Lucky is a water dog. The only dog I've ever owned that didn't just like it...but thrives in it. When i let him outside he sits by the water hose begging. The kiddie pool and water hose has been his favorite toy. 

Lucky must have something in his mouth. This is differnet then my other breeds. He's always picking something up and taking it to me. and he is very gentle and softmouthed while holding things that are mine. 

Lucky is very, very sensitive to children and people. He is never rough with the kids even if they play rough. But he knows he can be rough with the "Alpha Dad". He seems to really understand the complexities of different people. Some of this is a result of training, but I've noticed a big development in this area since he's gotten older.

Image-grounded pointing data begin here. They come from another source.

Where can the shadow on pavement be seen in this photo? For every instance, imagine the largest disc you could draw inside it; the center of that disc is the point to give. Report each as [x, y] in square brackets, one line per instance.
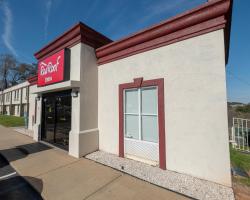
[16, 188]
[22, 151]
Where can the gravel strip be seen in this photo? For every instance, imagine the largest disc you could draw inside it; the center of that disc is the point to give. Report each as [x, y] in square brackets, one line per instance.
[185, 184]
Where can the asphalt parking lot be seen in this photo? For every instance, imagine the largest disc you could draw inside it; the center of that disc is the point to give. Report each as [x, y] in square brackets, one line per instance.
[13, 186]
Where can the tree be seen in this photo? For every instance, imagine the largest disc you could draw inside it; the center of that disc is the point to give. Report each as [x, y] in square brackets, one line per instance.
[12, 72]
[21, 72]
[7, 64]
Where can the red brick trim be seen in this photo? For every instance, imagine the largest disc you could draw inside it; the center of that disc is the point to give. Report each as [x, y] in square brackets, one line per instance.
[78, 33]
[138, 82]
[32, 80]
[209, 17]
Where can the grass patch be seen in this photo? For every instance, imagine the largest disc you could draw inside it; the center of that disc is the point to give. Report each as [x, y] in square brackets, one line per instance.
[11, 121]
[243, 181]
[240, 160]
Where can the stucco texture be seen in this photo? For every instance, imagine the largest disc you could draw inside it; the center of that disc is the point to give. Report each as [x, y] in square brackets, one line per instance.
[195, 103]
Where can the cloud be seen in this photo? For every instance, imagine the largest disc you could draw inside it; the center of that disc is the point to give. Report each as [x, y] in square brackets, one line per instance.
[169, 7]
[7, 33]
[48, 5]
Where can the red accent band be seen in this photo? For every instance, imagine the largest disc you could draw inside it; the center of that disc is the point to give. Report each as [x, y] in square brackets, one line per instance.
[209, 17]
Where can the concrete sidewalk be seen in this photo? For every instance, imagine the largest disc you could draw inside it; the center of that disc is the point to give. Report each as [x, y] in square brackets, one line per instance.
[64, 177]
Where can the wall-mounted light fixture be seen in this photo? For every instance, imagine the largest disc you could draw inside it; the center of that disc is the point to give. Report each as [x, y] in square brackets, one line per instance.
[38, 98]
[74, 92]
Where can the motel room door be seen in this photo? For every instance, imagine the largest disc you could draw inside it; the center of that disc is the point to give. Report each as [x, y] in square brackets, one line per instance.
[57, 119]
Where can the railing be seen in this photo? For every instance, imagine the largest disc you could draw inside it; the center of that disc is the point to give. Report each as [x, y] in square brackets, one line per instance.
[240, 135]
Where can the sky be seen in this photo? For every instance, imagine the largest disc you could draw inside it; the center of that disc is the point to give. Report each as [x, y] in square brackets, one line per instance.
[28, 25]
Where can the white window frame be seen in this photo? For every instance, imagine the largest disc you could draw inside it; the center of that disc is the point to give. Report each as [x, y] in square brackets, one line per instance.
[139, 114]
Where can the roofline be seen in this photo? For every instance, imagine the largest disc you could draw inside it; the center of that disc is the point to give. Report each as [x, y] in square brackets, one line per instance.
[211, 16]
[78, 33]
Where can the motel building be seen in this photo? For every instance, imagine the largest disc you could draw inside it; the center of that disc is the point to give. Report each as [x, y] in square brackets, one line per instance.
[157, 96]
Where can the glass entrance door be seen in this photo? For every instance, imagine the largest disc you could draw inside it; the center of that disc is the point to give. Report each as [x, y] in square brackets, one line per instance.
[57, 118]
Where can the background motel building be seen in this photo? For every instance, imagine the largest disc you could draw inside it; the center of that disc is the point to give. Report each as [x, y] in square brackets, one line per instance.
[157, 96]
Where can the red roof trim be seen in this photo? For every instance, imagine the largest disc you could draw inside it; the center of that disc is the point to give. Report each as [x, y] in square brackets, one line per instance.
[32, 80]
[78, 33]
[209, 17]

He is motivated to please me. Which makes communication and house rules very simple. 


There are some less enticing things as well. He was an ultra nipper when he was a puppy. I never had a puppy that tore up my arms like he did. 

He's prone to allergies...mainly flea but probably others. Gets hot spots more easily then other shorter haired breeds. I'm always checking his skin to make sure I'm not missing something under his long hair.

But in truth, every Golden is different. this is only my Lucky.

I will love to hear more about Bella and Remy. It sounds like you have your hands full.

Cyndi


----------



## Aimee (Jun 8, 2006)

Hi Cyndi,
Thanks for writing. I am really enjoying getting to know these guys. So far they seem like wonderful dogs. I noticed they both like to use their front paw to get my attention. Like if I'm petting Bella, and stop, she will put her paw on me telling me she wants more. Remy seems the same way. Remy also like your dog, LOVES water, he jumps in the little kiddie pool I have out side and attacks the hose when the water is coming out. He's only 5 months old so we have some time to get to know him. He get's neutered this coming Tuesday, I DREAD that, the house will seem empty without him and I'm sure Bella will miss him, they play all day long.
These are my first purebreed dogs, I've always had mix breed dogs, so like I said this is new to me and am grateful to anyone that can tell me anymore about the breed.. 
So far though, they have been wonderful!!
Okay, I've yakked long enough, have a good day
Aimee


----------



## Buffy & Abby's Mom (Nov 27, 2005)

Aimee: My Buffy is like Bella in the fact that she loves anyone and everyone. And we've had her since she was 6 weeks old. I think that is just in their personality to love people, especially kids. But I'm sure, given time, she will come to regard you as "extra special" like Buffy does us, especially me. She's a "Mommy's Girl". 

Abby, my other, is more stand-offish with other people, she takes her time to get to know people. But she was a rescue, at 10 months old, who had been neglected, probably abused. Nine months later, she trusts us and is finally able to show her true personality to us.

It's amazing to us to watch them, knowing how different they are but yet so many similarities. Abby though is picking up a lot of Buffy's mannerisms as time goes by and vice versa. Abby does the pawing thing when she wants petted (or more petted) and now Buffy (who is 4) is starting to do that. Buffy always would nudge me with her nose before. I think I like the nudging better - no claws involved. 

The both love fetch. Abby less so but Buffy is obsessed with fetching and will fetch til she drops. Abby prefers laying and chewing on a stick. 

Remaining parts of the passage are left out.